Это случилось в тот день, когда погиб их «Ледокол». Давно, недавно ли? Лающие голоса летчиков люфтваффе и теперь молотами стучат в его голове. Мир изменился с тех пор, как он услышал эти голоса. Он поднял трофейный «Мессершмитт-109» с аэродрома под Смоленском, кажется, с месяц назад. Он хорошо помнил тот трофейный самолет – наследие плененного аса: желтоносый, охвостье испещрено абшуцбалкенами – черными «гробиками», символизирующими сбитые самолеты. Над ними венок с орденской лентой и цифра «сто». На боку, рядом с крестом свастики, – зеленое сердечко. Тимофей получил задание провести разведку. В тот день он кружил над вражескими позициями. С километровой высоты он рассматривал запруженные вражескими войсками дороги. Бесконечные железные колонны. Порой он отваживался на рискованное снижение, с немалым трудом преодолевая соблазн ударить из обоих пулеметов. Он пытался определить численность войск. Он был сосредоточен, пока не заговорила рация.
– Was ist mit dem f"unften?[4] – тявкнул первый голос, задорный, молодой.
– Es ist in Ordnung, Chef. Ich sehe die Kuppel. Das russische Kirche. Wir gingen f"ur ein Ziel,[5] – отозвался другой немец.
Этот выговаривал слова немецкой речи так странно, что Тимофей едва разбирал смысл фраз. Он уже развернул свой «Ме» носом к востоку. Неясная, плохо осознаваемая тревога зашевелилась под солнечным сплетением. Вера называла это дурным предчувствием. Впрочем, прислушиваясь к переговорам немецких летчиков, Тимофей думал не о Вере, а о той, другой, девочке с Нагорного поселка. О Ксении. Она в совершенстве владела немецким языком. Она упоминала о диалектах немецкого. И вот теперь он слышит те самые разные диалекты. Ах, Ксения! Он ведь не хотел её обижать, но вышло так, как вышло.
– Ишь растявкались, шавки! – в сердцах буркнул Тимофей.
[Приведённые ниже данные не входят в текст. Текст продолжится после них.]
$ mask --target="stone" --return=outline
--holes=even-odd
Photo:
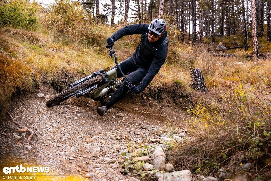
[[[167,163],[165,165],[165,171],[166,172],[169,172],[174,169],[173,165],[171,163]]]
[[[91,177],[91,176],[90,175],[90,174],[89,173],[87,173],[85,175],[85,176],[87,178],[90,178]]]
[[[153,160],[158,157],[166,157],[166,155],[161,148],[157,147],[151,156],[151,159]]]
[[[146,170],[149,170],[153,169],[153,165],[148,163],[147,163],[143,166],[143,168]]]
[[[238,168],[240,170],[248,170],[251,168],[252,167],[252,164],[251,163],[248,163],[246,164],[243,164],[241,165]]]
[[[223,45],[223,43],[220,42],[217,46],[217,49],[218,50],[226,50],[227,47]]]
[[[160,141],[160,139],[158,138],[155,139],[151,139],[150,140],[150,141],[152,143],[156,143]]]
[[[138,180],[138,179],[137,179],[135,178],[134,178],[133,177],[130,177],[130,179],[129,179],[129,181],[140,181],[140,180]]]
[[[227,174],[225,173],[221,173],[218,176],[218,180],[220,181],[224,180],[224,179],[227,176]]]
[[[118,151],[120,148],[120,145],[119,144],[113,145],[113,148],[114,148],[116,151]]]
[[[17,139],[20,139],[21,137],[20,136],[18,136],[17,135],[13,135],[13,136],[16,138]]]
[[[153,160],[151,164],[153,165],[153,169],[163,170],[166,164],[166,158],[164,157],[158,157]]]
[[[136,161],[147,161],[150,160],[150,158],[149,157],[136,157],[134,158],[133,159]]]
[[[178,136],[183,138],[185,137],[185,135],[183,133],[181,133],[178,135]]]
[[[107,161],[109,161],[111,160],[111,159],[109,158],[104,158],[104,160]]]
[[[155,177],[159,178],[158,181],[191,181],[192,174],[190,170],[184,170],[170,173],[156,173]]]
[[[171,139],[169,138],[167,138],[164,136],[162,136],[160,138],[160,142],[163,142],[164,143],[166,142],[176,142],[175,140]]]
[[[30,145],[24,145],[24,146],[25,147],[26,147],[28,149],[31,149],[32,148],[32,147]]]
[[[41,93],[40,93],[38,94],[38,96],[39,97],[41,98],[44,98],[44,94]]]
[[[183,141],[185,140],[183,138],[181,138],[180,136],[176,136],[174,135],[173,136],[173,137],[174,138],[174,139],[176,140],[176,141],[177,142],[181,142],[181,141]]]
[[[215,177],[206,177],[202,179],[202,181],[218,181],[218,179]]]
[[[119,169],[119,171],[121,173],[124,173],[125,172],[125,171],[123,169],[120,168]]]

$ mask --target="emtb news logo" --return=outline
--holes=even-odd
[[[3,169],[3,172],[5,174],[9,174],[15,173],[49,173],[50,172],[50,168],[48,167],[27,167],[22,166],[22,165],[17,165],[16,167],[6,167]]]

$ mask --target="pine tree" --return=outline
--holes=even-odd
[[[251,0],[251,18],[252,19],[252,44],[253,46],[253,59],[257,60],[259,58],[259,50],[257,35],[256,0]]]

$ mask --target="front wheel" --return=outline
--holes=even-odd
[[[76,94],[76,91],[87,86],[95,84],[102,79],[101,76],[98,75],[89,79],[82,82],[62,92],[47,101],[46,104],[48,107],[57,105]]]

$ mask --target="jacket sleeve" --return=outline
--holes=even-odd
[[[140,92],[142,92],[147,87],[165,63],[167,54],[167,44],[166,44],[160,47],[162,49],[159,50],[159,48],[156,51],[154,58],[148,73],[137,87]]]
[[[127,25],[115,32],[110,37],[114,42],[126,35],[142,34],[148,30],[148,24],[137,24]]]

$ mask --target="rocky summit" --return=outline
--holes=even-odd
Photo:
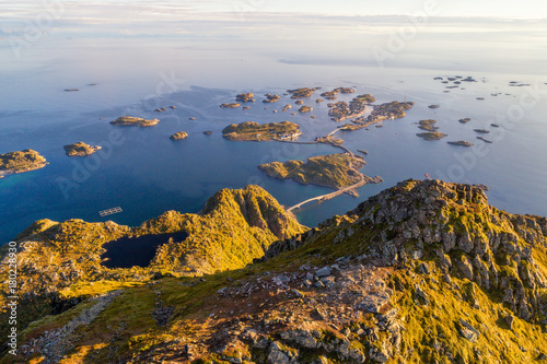
[[[97,260],[117,237],[179,231],[148,268]],[[28,290],[34,321],[1,363],[547,362],[546,237],[545,218],[439,180],[311,230],[258,187],[139,227],[39,221],[18,237],[23,285],[65,283]]]

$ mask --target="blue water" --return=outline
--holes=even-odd
[[[288,96],[276,104],[256,102],[248,111],[219,107],[232,102],[240,92],[252,91],[261,99],[266,92],[282,94],[299,86],[356,86],[357,93],[372,93],[379,102],[416,102],[406,118],[384,121],[383,128],[340,133],[346,146],[369,151],[362,172],[380,175],[384,183],[360,188],[357,199],[342,196],[309,204],[296,212],[302,223],[316,225],[399,180],[422,179],[426,173],[433,178],[488,185],[490,202],[496,207],[547,215],[546,77],[515,70],[492,73],[478,70],[475,64],[446,61],[440,63],[445,68],[433,71],[333,61],[317,64],[305,59],[287,61],[287,57],[265,52],[264,47],[254,48],[256,44],[234,40],[230,45],[207,43],[206,47],[188,42],[181,47],[166,40],[139,40],[120,47],[109,40],[90,40],[75,46],[54,39],[28,49],[20,63],[2,63],[9,72],[0,75],[0,153],[30,148],[44,155],[49,165],[0,179],[0,242],[14,238],[38,219],[113,220],[138,225],[167,210],[199,212],[219,189],[248,184],[263,186],[284,206],[329,191],[268,178],[256,166],[336,153],[336,149],[230,142],[221,138],[226,125],[248,120],[298,122],[304,133],[302,140],[334,130],[337,124],[326,115],[326,103],[315,104],[318,93],[306,102],[314,107],[312,115],[316,119],[309,115],[291,116],[296,108]],[[283,55],[300,55],[296,46],[290,44]],[[0,48],[2,51],[9,50]],[[456,74],[472,75],[479,82],[464,83],[466,90],[444,93],[445,85],[433,80],[437,75]],[[537,85],[510,87],[512,80]],[[68,93],[63,89],[80,91]],[[525,96],[531,90],[536,90],[533,94],[538,98],[532,106]],[[477,101],[478,96],[486,99]],[[351,97],[340,95],[338,99]],[[288,103],[293,109],[281,113]],[[428,108],[431,104],[440,104],[441,108]],[[152,111],[170,105],[176,109]],[[522,117],[502,126],[503,134],[497,134],[496,142],[479,154],[446,144],[449,140],[463,139],[479,145],[482,142],[475,139],[474,128],[491,129],[493,133],[489,124],[497,122],[496,116],[519,107],[524,113]],[[150,128],[109,125],[124,115],[156,117],[161,121]],[[473,120],[467,125],[457,122],[464,117]],[[424,118],[437,119],[440,131],[449,137],[441,141],[416,137],[421,130],[415,122]],[[212,134],[205,136],[206,130]],[[189,137],[171,141],[168,136],[177,131],[186,131]],[[62,145],[77,141],[104,149],[86,157],[66,156]],[[98,211],[118,206],[123,213],[98,215]]]
[[[107,268],[148,267],[158,248],[168,243],[183,242],[188,234],[173,233],[159,235],[124,236],[103,245],[106,251],[101,256],[102,265]]]

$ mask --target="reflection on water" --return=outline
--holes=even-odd
[[[264,93],[282,95],[299,86],[357,86],[357,93],[372,93],[382,103],[405,98],[416,102],[404,119],[386,120],[380,129],[340,134],[347,148],[369,151],[362,172],[380,175],[384,183],[360,188],[358,199],[344,196],[304,207],[296,212],[301,222],[316,225],[399,180],[421,179],[426,173],[432,177],[442,174],[452,181],[488,185],[490,202],[498,208],[546,215],[547,103],[525,108],[513,128],[500,128],[503,137],[489,145],[484,155],[473,157],[466,155],[466,149],[445,143],[480,142],[475,140],[473,129],[497,122],[499,114],[520,105],[526,90],[538,89],[540,99],[547,96],[547,86],[543,84],[547,79],[517,74],[514,67],[503,72],[503,63],[491,63],[489,48],[480,49],[480,42],[474,40],[468,48],[474,55],[469,62],[465,43],[449,49],[452,43],[443,46],[439,40],[434,47],[427,42],[412,44],[393,63],[380,69],[370,61],[361,63],[356,43],[349,40],[348,46],[339,45],[333,52],[326,51],[328,45],[321,42],[139,39],[119,44],[92,39],[74,45],[69,40],[44,39],[28,49],[27,58],[16,69],[0,63],[5,71],[0,72],[0,153],[30,148],[49,162],[45,168],[0,179],[0,243],[14,238],[39,219],[112,219],[135,226],[167,210],[198,212],[219,189],[248,184],[263,186],[284,206],[328,192],[326,188],[268,178],[256,166],[270,161],[305,160],[337,150],[327,145],[229,142],[221,137],[226,125],[249,120],[296,122],[302,127],[303,140],[313,140],[336,128],[338,124],[327,115],[327,103],[316,104],[316,97],[306,101],[314,107],[315,119],[280,111],[284,104],[293,104],[288,96],[272,105],[259,102]],[[362,50],[370,57],[365,50],[373,42],[385,42],[385,37],[365,37],[362,42],[369,42]],[[522,45],[515,42],[512,46]],[[427,55],[422,52],[426,49]],[[4,51],[10,50],[0,48],[0,52]],[[90,58],[90,54],[94,57]],[[529,57],[539,60],[542,55],[538,50]],[[456,57],[457,62],[447,60]],[[420,63],[423,58],[429,66]],[[477,61],[487,58],[498,73],[485,71],[486,66]],[[230,61],[220,61],[225,59]],[[344,59],[351,61],[340,61]],[[479,82],[446,90],[433,80],[456,74],[472,75]],[[175,86],[165,86],[173,80]],[[539,83],[511,87],[510,81]],[[90,83],[96,85],[88,86]],[[65,89],[80,91],[67,93]],[[249,110],[219,107],[244,91],[254,92],[258,98]],[[486,99],[479,102],[478,96]],[[338,101],[351,97],[339,95]],[[427,107],[432,104],[441,107]],[[170,105],[176,109],[152,111]],[[279,109],[276,114],[275,108]],[[124,115],[158,117],[161,121],[151,128],[116,128],[108,124]],[[466,117],[472,118],[467,125],[457,122]],[[437,119],[440,131],[449,134],[446,140],[430,142],[415,136],[419,129],[414,122],[430,118]],[[123,142],[114,144],[112,153],[79,158],[65,155],[62,145],[77,141],[104,145],[114,129],[121,132]],[[203,136],[206,130],[212,134]],[[186,131],[189,137],[171,141],[168,136],[178,131]],[[89,174],[84,176],[78,171],[85,165]],[[457,171],[464,173],[450,174],[452,165],[459,165]],[[63,189],[59,178],[72,184]],[[117,206],[123,213],[98,215],[98,211]]]
[[[103,245],[106,251],[101,256],[102,265],[106,268],[147,267],[160,245],[167,243],[171,238],[176,243],[183,242],[187,236],[188,234],[184,232],[137,237],[124,236]]]

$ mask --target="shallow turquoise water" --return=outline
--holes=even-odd
[[[155,45],[160,46],[165,45]],[[547,104],[542,102],[547,79],[539,75],[479,72],[464,66],[463,70],[453,67],[430,71],[379,70],[328,62],[310,64],[267,57],[256,49],[238,51],[234,46],[226,50],[225,45],[208,51],[170,48],[172,51],[161,57],[135,61],[127,55],[138,54],[144,45],[131,45],[124,50],[107,43],[101,47],[82,43],[80,50],[96,52],[93,59],[55,42],[30,51],[39,54],[40,47],[56,49],[63,56],[27,59],[26,63],[11,69],[2,64],[10,72],[0,75],[0,153],[31,148],[43,154],[49,165],[0,179],[1,242],[14,238],[38,219],[113,220],[138,225],[166,210],[198,212],[219,189],[242,188],[247,184],[263,186],[286,206],[328,192],[326,188],[268,178],[256,166],[338,150],[327,145],[229,142],[221,138],[220,131],[226,125],[247,120],[298,122],[303,130],[302,140],[334,130],[337,124],[328,119],[326,103],[315,104],[316,97],[306,102],[314,107],[312,114],[316,119],[281,113],[284,104],[293,104],[287,96],[272,105],[254,103],[248,111],[219,107],[233,101],[238,92],[252,91],[260,99],[266,92],[282,94],[287,89],[299,86],[325,90],[356,86],[358,93],[372,93],[379,102],[405,97],[416,102],[404,119],[384,121],[383,128],[342,134],[349,149],[369,151],[368,165],[362,172],[369,176],[380,175],[384,183],[360,188],[361,196],[357,199],[342,196],[306,206],[296,212],[302,223],[316,225],[333,214],[353,209],[366,197],[399,180],[421,179],[426,173],[433,178],[488,185],[490,202],[496,207],[547,215]],[[116,55],[126,56],[117,61]],[[224,61],[216,58],[219,55],[224,56]],[[443,93],[444,85],[433,81],[435,75],[455,74],[473,75],[479,82],[462,85],[466,90]],[[513,79],[539,82],[537,86],[510,87],[509,81]],[[170,86],[168,82],[177,85]],[[89,86],[89,83],[97,85]],[[80,91],[62,91],[70,87]],[[534,89],[537,89],[533,93],[538,95],[538,101],[527,107],[529,96],[526,94]],[[502,94],[491,95],[498,92]],[[477,101],[477,96],[486,99]],[[339,97],[350,98],[351,95]],[[440,104],[441,108],[428,108],[431,104]],[[170,105],[176,109],[152,113],[156,107]],[[507,115],[519,107],[522,116],[502,126],[503,133],[498,132],[497,137],[492,129],[491,138],[496,137],[497,141],[480,155],[445,143],[464,139],[478,145],[481,142],[475,139],[474,128],[491,129],[489,124],[496,122],[497,115]],[[279,111],[274,114],[272,108]],[[161,121],[151,128],[120,128],[108,124],[123,115],[158,117]],[[472,117],[473,121],[457,122],[463,117]],[[440,131],[449,138],[442,141],[417,138],[415,134],[420,130],[415,122],[423,118],[439,120]],[[186,140],[168,139],[181,130],[189,133]],[[205,130],[213,131],[212,136],[205,136]],[[83,158],[67,157],[62,145],[77,141],[112,144],[112,148],[105,146],[101,153]],[[100,210],[118,206],[123,213],[98,215]]]

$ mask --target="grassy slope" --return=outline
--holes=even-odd
[[[270,177],[340,189],[359,181],[357,175],[348,173],[350,172],[349,163],[349,155],[337,153],[312,156],[306,163],[302,161],[271,162],[261,164],[258,168]]]
[[[398,191],[387,196],[384,202],[397,200],[399,196],[397,193],[418,193],[412,183],[397,189]],[[422,201],[416,199],[417,209],[421,208]],[[490,230],[505,233],[515,232],[514,221],[510,223],[514,215],[486,206],[480,197],[473,196],[466,199],[463,204],[458,204],[456,201],[457,196],[454,200],[449,200],[430,221],[434,222],[437,219],[447,216],[449,223],[446,225],[454,228],[454,234],[474,232],[475,235],[480,235],[487,234]],[[218,305],[222,304],[218,301],[216,292],[224,286],[242,285],[247,280],[253,280],[264,272],[274,274],[295,271],[303,263],[321,267],[325,263],[333,263],[339,257],[366,255],[365,259],[372,259],[371,262],[377,261],[376,258],[382,258],[385,254],[385,251],[382,253],[382,249],[392,244],[393,238],[396,238],[395,231],[399,223],[389,222],[389,216],[386,218],[385,222],[379,220],[376,224],[363,224],[359,219],[362,220],[363,216],[376,219],[382,214],[384,208],[387,208],[387,203],[384,207],[373,203],[364,204],[348,215],[335,216],[322,224],[317,234],[309,239],[304,246],[283,253],[263,263],[206,275],[205,281],[191,278],[167,278],[153,282],[153,284],[127,287],[124,295],[117,298],[95,321],[82,328],[81,339],[62,363],[108,362],[113,359],[113,353],[116,353],[116,357],[125,357],[126,360],[139,355],[139,357],[152,355],[154,352],[160,355],[161,350],[166,350],[165,342],[174,343],[176,340],[184,341],[185,338],[210,337],[214,334],[214,325],[220,321],[220,318],[209,318],[209,315],[218,309]],[[456,211],[457,213],[455,213]],[[496,220],[492,216],[498,219],[498,223],[491,222]],[[420,226],[420,228],[424,230],[428,226]],[[527,231],[519,228],[523,234]],[[383,235],[386,232],[387,234]],[[532,248],[535,263],[537,263],[535,270],[547,277],[545,236],[540,236],[536,243],[531,246],[529,242],[519,239],[516,245]],[[510,330],[501,317],[511,310],[507,304],[501,302],[500,292],[478,286],[477,283],[466,279],[455,266],[449,270],[451,283],[446,283],[444,280],[446,270],[435,254],[435,249],[439,248],[441,248],[440,242],[420,245],[419,242],[409,238],[404,243],[403,251],[410,256],[412,251],[420,249],[423,256],[420,259],[409,259],[406,263],[392,270],[393,273],[388,279],[388,285],[395,292],[392,296],[392,305],[399,309],[398,316],[406,330],[403,333],[400,353],[392,357],[388,363],[434,363],[435,361],[439,363],[525,363],[535,360],[537,350],[545,352],[545,348],[547,348],[546,326],[539,324],[545,317],[535,317],[526,321],[514,315],[514,328]],[[502,250],[494,253],[504,254]],[[456,258],[465,253],[456,248],[449,251],[447,255],[455,263]],[[429,265],[429,274],[419,272],[418,267],[422,262]],[[510,268],[498,263],[496,266],[501,272],[505,271],[511,274]],[[429,303],[423,302],[416,294],[416,284],[419,284],[421,290],[426,292]],[[95,292],[106,292],[117,289],[117,286],[104,284],[95,285],[93,289]],[[543,290],[544,295],[543,298],[540,296],[540,300],[547,305],[546,291]],[[151,320],[154,297],[161,298],[165,305],[175,307],[174,316],[165,328],[158,327]],[[235,304],[238,305],[237,307],[245,306],[244,302],[241,305],[232,302],[231,305]],[[230,307],[226,308],[230,309]],[[77,306],[73,309],[81,308]],[[27,330],[23,334],[23,341],[31,336],[36,336],[40,330],[61,326],[74,315],[74,312],[69,310],[55,318],[46,317],[42,322],[33,325],[33,331]],[[469,322],[480,332],[475,343],[467,341],[458,333],[457,321],[459,318]],[[108,330],[105,330],[105,327]],[[116,328],[119,330],[116,331]],[[336,332],[331,334],[336,334]],[[382,340],[381,336],[380,341]],[[352,345],[368,348],[371,343],[364,340],[352,342]],[[242,350],[246,349],[242,348]],[[309,353],[309,355],[316,357],[313,353]],[[146,357],[153,359],[153,355]],[[210,357],[217,356],[211,354]],[[150,362],[153,362],[152,359]],[[9,361],[3,361],[3,363],[7,362]],[[344,362],[336,357],[329,357],[329,363]]]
Захотелось включить радио, вмешаться в разговор, добавить к их гавканью своего, матерного, диалекта.
– Es sollte zwei Dцrfern der f"unfte sein[6].
– Sie versteckten sich irgendwo Flugzeuge, Herr Oberfeldwebel! Aber da waren sie! Ich sehe, eines der Dоrfer! Aber es ist jetzt alles anders. Russian Abholzung des Waldes![7] – прогавкал командир.
Немцы начали наперебой обсуждать коварство и непредсказуемость русского характера, неудобства, причиняемые русским климатом и растянутостью коммуникаций. Тимофей скоро потерял нить разговора. Смысл отдельных фраз ускользал от него, но он не выключал рацию, зачем-то продолжал слушать. Наконец он услышал знакомое слово – название населенного пункта. Тимофей насторожился. Неужто они летят бомбить их базу? На всякий случай Ильин увеличил высоту полета до пяти тысяч метров. Его «Ме» шел на большой скорости, и он надеялся догнать беспечных говорунов. По его прикидкам, до Скоморохово оставалось не более двадцати километров. Если немцы летят туда же, скоро он увидит их под собой. Тимофей посматривал вниз, несколько смущаясь тем, что у его самолета только один мотор. Нынче ТБ-3 казался ему домом родным, надежной крепостью, а «Ме» – необъезженным, своевольным конем.
Тимофей посматривал на высотомер: пять тысяч метров. Мотор работал ровно, без перебоев. На крыльях – никаких признаков обледенения. Внизу плыли редкие облачка, эдакие призрачные оладьи, отбрасывающие на лоскутное одеяло земли темные пятна теней. Выше подниматься не стоило. Если говоруны пилотируют юнкерсы, то вряд ли они двигаются на большой высоте. Но что он станет делать, если нагонит их и обнаружит? Внезапно Тимофей ощутил вибрацию. Прицел перед ним стал прыгать из стороны в сторону. Плохо, ай как плохо, если у самолета только один двигатель! Ненадежная тварь этот немецкий «Ме».
Рация снова ожила.
– F"unf – eins, f"unf, zwei, drei, f"unf! Ich gebe den Befehl, um den Abstand zu verringern[8]… – повелительно рявкнул начальственный баритон.
– Denken Sie daran, meine Damen und Herren! Russian schieen alles, schieen kann![9] – отозвался ему вялый фальцет.
– Skomorohova Front geradeaus. Nehmen Sie sich Zeit, meine Herren![10]